Manobra pode dar R$ 16 bi para Bolsonaro gastar
Foto: Caio Coronel/Valor
A instalação de um estado de emergência até dezembro pela proposta de emenda constitucional (PEC) das bondades pode liberar o governo federal a pagar emendas parlamentares durante a campanha e desequilibrar as eleições a favor de seus aliados no Congresso, afirmou ao Valor o secretário-geral da ONG Contas Abertas, Gil Castello Branco.
“Essa PEC tira todas as amarras fiscais ligadas a União, ignora a Lei Eleitoral e a Lei de Responsabilidade Fiscal, o que fortalece essa ideia de que você pode fazer de tudo”, afirmou. Com isso, o governo poderia fortalecer seus aliados com a liberação de quase R$ 16 bilhões do “orçamento secreto”, dos quais R$ 8,9 bilhões ainda nem estão empenhados.
A Lei Eleitoral determina que as transferências voluntárias (como as emendas parlamentares ao Orçamento) para Estados e municípios serão proibidas nos três meses antes da eleição, ressalvados os recursos para cumprir cronograma já existente de obras e serviços ou “os destinados a atender situações de emergência e de calamidade pública”.
Sob pretexto de criar novos benefícios apesar da vedação da lei eleitoral, a PEC das bondades determina que “fica reconhecido, no ano de 2022, o estado de emergência decorrente da elevação extraordinária e imprevisível dos preços do petróleo, combustíveis e dos impactos sociais deles decorrentes”. O texto já foi aprovado pelo Senado e está em votação acelerada na Câmara.

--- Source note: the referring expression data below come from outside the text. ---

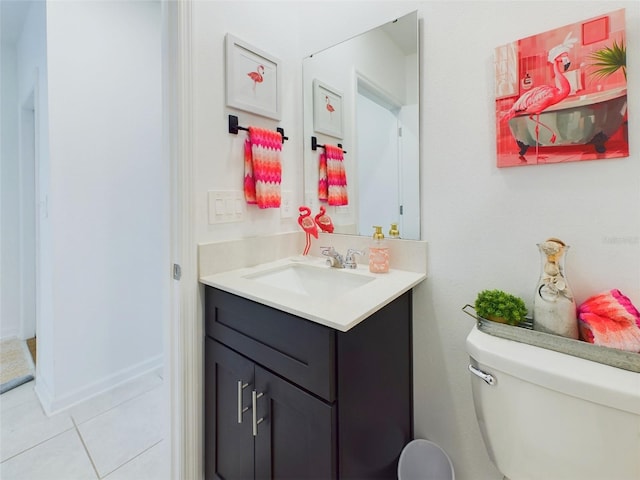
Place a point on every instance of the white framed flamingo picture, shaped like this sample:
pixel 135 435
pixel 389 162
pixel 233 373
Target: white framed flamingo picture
pixel 253 81
pixel 561 95
pixel 327 109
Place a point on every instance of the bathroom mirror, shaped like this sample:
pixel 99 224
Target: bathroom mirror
pixel 363 94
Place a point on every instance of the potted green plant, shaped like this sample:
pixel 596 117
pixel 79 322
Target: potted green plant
pixel 609 60
pixel 500 306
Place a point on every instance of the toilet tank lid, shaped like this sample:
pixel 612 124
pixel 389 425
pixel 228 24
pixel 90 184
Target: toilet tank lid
pixel 591 381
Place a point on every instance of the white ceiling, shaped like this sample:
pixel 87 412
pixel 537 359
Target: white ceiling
pixel 13 14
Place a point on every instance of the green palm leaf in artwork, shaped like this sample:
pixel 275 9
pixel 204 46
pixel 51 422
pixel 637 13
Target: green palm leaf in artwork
pixel 609 60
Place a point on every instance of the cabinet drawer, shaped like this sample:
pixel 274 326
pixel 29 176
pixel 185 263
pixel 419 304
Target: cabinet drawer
pixel 294 348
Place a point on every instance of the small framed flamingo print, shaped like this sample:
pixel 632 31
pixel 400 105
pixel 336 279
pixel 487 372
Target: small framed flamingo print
pixel 327 109
pixel 253 79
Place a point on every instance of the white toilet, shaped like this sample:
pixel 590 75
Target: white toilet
pixel 547 415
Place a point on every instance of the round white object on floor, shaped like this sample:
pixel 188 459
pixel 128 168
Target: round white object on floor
pixel 424 460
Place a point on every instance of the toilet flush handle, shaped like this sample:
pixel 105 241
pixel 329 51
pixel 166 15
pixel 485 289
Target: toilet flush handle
pixel 485 376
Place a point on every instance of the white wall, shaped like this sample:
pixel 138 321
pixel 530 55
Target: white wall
pixel 482 223
pixel 9 195
pixel 108 197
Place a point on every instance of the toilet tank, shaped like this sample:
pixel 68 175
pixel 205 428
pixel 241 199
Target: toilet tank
pixel 552 416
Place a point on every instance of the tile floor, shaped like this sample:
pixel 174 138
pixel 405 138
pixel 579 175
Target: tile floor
pixel 115 436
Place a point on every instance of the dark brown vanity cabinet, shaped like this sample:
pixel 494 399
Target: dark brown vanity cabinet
pixel 286 398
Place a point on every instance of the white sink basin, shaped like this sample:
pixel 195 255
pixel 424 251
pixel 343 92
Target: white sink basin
pixel 320 282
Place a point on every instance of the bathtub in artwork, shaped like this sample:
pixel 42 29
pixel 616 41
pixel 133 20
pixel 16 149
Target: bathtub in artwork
pixel 579 120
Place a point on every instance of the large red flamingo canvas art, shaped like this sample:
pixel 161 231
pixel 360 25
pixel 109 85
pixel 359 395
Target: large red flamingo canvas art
pixel 561 96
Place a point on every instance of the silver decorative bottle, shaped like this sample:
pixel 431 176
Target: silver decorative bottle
pixel 554 308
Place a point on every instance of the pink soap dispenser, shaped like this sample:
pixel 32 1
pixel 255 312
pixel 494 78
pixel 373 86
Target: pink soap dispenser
pixel 378 253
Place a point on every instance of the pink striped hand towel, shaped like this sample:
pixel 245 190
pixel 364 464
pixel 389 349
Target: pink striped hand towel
pixel 336 176
pixel 610 319
pixel 262 168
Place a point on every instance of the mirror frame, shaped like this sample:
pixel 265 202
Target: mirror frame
pixel 347 219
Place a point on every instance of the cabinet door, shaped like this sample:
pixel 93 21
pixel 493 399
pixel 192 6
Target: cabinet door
pixel 296 438
pixel 228 443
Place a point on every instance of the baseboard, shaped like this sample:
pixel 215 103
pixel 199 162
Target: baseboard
pixel 8 334
pixel 52 404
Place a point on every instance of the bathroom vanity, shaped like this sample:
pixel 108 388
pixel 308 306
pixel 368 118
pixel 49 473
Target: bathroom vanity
pixel 289 398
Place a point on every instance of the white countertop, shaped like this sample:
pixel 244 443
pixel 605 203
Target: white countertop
pixel 342 311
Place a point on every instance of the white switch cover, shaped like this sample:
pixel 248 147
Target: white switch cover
pixel 286 204
pixel 226 206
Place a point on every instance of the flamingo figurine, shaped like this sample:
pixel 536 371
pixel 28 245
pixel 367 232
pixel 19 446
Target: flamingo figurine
pixel 329 106
pixel 538 99
pixel 308 225
pixel 257 76
pixel 324 221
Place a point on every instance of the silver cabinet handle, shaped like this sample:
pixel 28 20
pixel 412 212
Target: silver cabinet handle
pixel 483 375
pixel 254 402
pixel 241 386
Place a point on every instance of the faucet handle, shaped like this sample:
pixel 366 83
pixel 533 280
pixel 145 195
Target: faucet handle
pixel 349 260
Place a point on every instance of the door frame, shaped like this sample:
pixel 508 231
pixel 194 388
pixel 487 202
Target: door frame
pixel 183 328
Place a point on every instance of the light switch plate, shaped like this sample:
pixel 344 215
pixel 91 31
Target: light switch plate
pixel 226 206
pixel 286 204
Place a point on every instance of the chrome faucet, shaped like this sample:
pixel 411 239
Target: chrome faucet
pixel 336 260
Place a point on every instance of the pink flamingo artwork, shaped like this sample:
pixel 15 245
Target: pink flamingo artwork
pixel 305 220
pixel 257 76
pixel 329 106
pixel 538 99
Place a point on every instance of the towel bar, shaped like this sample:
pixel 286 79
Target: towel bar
pixel 315 145
pixel 234 127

Secretário-geral da Academia Brasileira de Direito Eleitoral e Político (Abradep), Volgane Carvalho afirmou acreditar que não há como utilizar esse instrumento da PEC para liberar o pagamento das emendas parlamentares, exceto aquelas ligadas diretamente aos motivos da emergência (o preço dos combustíveis). “A primeira coisa a anotar é que não existe um estado de emergência. Foi criado artificialmente e é uma questão super problemática”, disse. Para ele, o estado de emergência previsto na lei eleitoral seria para situações críticas, como o toque de recolher decretado pelo Primeiro Comando da Capital (PCC) em São Paulo em 2006, quando não se conseguia cumprir a lei.

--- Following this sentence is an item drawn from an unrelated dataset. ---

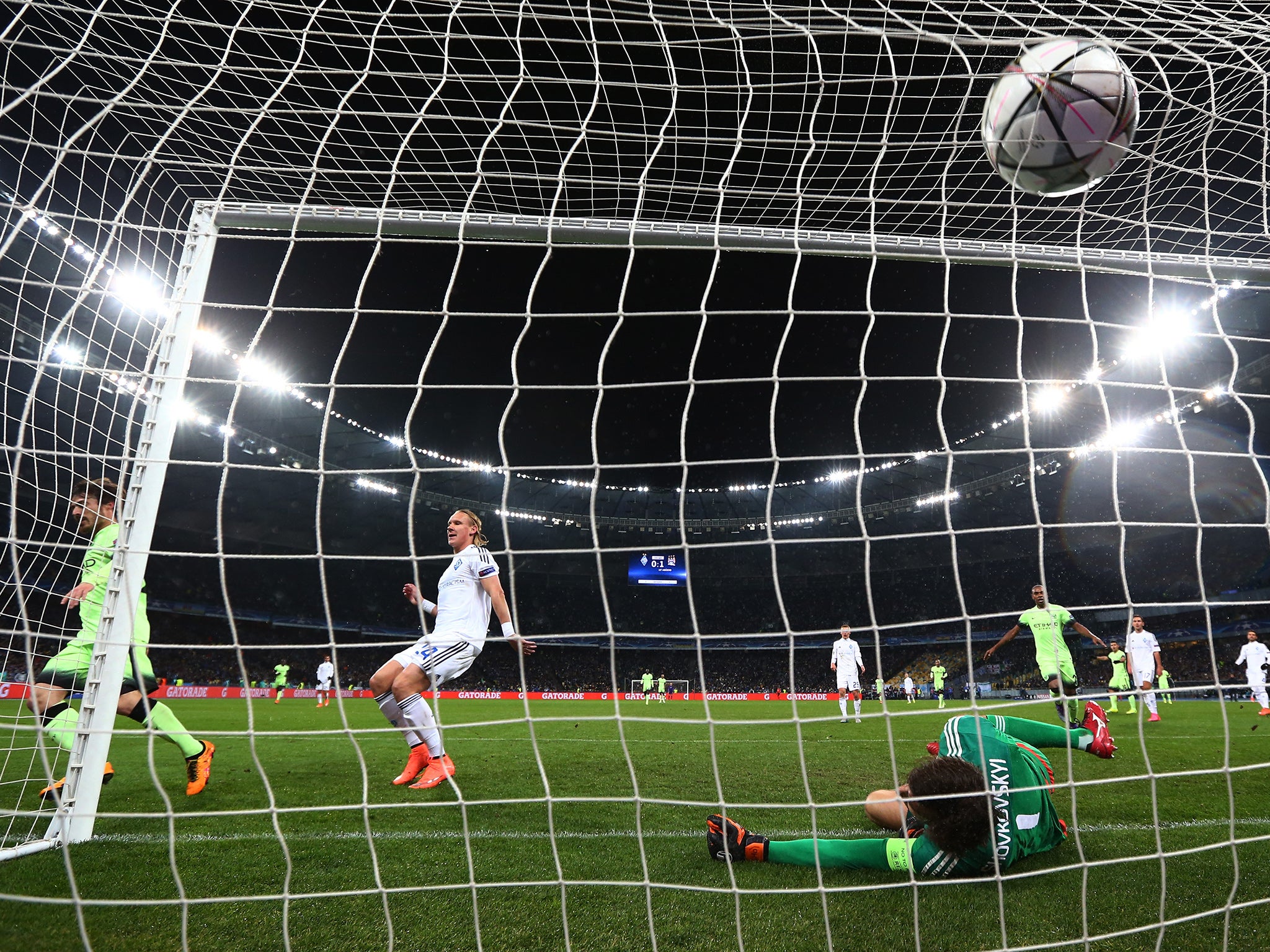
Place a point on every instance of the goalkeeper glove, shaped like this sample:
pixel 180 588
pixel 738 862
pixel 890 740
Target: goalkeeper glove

Já Castello Branco argumenta que, durante a pandemia, o estado de calamidade pública foi utilizado para ampliar gastos em áreas não relacionadas com o combate à covid-19, como em esportes, turismo e nas Forças Armadas, e que a fiscalização sobre essas despesas é complicada e demorada. “Numa ótica política em que o governo está fazendo de tudo para se reeleger, não sei se isso será analisado com tanto rigor assim [na hora de liberar o pagamento das verbas]”, disse.

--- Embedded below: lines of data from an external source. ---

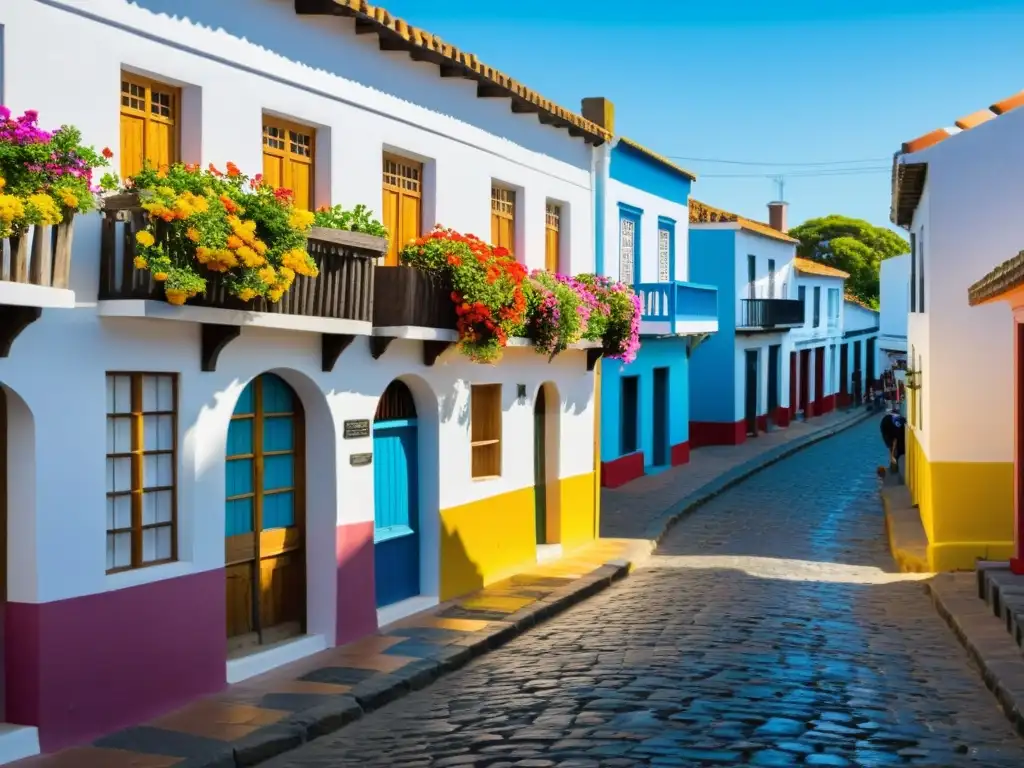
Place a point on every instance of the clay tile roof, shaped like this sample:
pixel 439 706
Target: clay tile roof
pixel 396 35
pixel 701 213
pixel 1007 276
pixel 657 158
pixel 859 302
pixel 813 267
pixel 964 124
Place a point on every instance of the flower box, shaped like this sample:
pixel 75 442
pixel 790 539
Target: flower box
pixel 343 290
pixel 407 296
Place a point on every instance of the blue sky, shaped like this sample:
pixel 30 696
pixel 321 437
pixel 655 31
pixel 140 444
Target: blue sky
pixel 786 82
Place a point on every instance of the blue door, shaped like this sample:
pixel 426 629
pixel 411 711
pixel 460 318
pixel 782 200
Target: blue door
pixel 396 502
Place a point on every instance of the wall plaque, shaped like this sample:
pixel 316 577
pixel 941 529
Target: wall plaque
pixel 356 428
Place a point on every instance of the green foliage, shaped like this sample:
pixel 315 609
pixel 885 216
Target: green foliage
pixel 852 245
pixel 358 219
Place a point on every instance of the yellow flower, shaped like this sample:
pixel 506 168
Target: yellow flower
pixel 300 219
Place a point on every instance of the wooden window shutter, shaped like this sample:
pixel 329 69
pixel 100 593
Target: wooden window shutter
pixel 502 217
pixel 552 221
pixel 289 153
pixel 485 430
pixel 402 204
pixel 148 124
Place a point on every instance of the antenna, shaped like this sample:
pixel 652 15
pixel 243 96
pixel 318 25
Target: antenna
pixel 780 186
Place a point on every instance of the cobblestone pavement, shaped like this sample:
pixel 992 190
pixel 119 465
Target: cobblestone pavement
pixel 770 630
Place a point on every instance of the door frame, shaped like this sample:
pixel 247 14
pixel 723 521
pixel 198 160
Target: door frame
pixel 242 645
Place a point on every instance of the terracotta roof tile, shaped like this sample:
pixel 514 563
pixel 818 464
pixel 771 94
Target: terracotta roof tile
pixel 964 124
pixel 701 213
pixel 395 34
pixel 814 267
pixel 1006 278
pixel 657 158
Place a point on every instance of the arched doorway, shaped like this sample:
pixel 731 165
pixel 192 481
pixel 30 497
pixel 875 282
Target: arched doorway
pixel 396 498
pixel 264 550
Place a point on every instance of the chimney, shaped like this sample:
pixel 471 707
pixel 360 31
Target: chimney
pixel 776 215
pixel 601 111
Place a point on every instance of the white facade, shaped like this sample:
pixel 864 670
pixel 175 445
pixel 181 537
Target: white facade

O secretário-geral da ONG Contas Abertas afirma ainda que a criação do “orçamento secreto”, ou emendas de relator, mudou o jogo durante a eleição. Essas emendas, no valor total de R$ 16,5 bilhões, são controladas pelo Congresso, que determina a ordem de pagamento e prioridade, sem que o Executivo possa remanejar essas verbas. Quem recebe são os aliados políticos do Executivo e dos presidentes da Câmara, Arthur Lira (PP-AL), e do Senado, Rodrigo Pacheco (PSD-MG).
A Advocacia-Geral da União (AGU) baixou cartilha para dizer aos ministérios que de 4 de agosto a 3 de outubro o pagamento de transferências voluntárias está proibido, mas que o empenho de recursos (reserva do dinheiro) será permitido. Com isso, os parlamentares poderão destinar recursos para suas bases eleitorais em meio a campanha. Para Castello Branco, isso desbalanceará as eleições. “É aquela analogia da compra de voto. O candidato dava um pé do sapato e, se ganhasse a eleição, dava o segundo pé. Antes da eleição, mostra o empenho. E se ganhar a eleição, manda a ordem bancária”, disse.
Para Volgane Carvalho, “isso é do jogo” eleitoral. “Não há essa vedação aos empenhos na lei, inclusive porque podem ser cancelados depois. Mas, nesse caso, pode ser analisado em outra seara do direito eleitoral, como abuso de poder político, dependendo de como for utilizado pelo parlamentar e pelo governo.”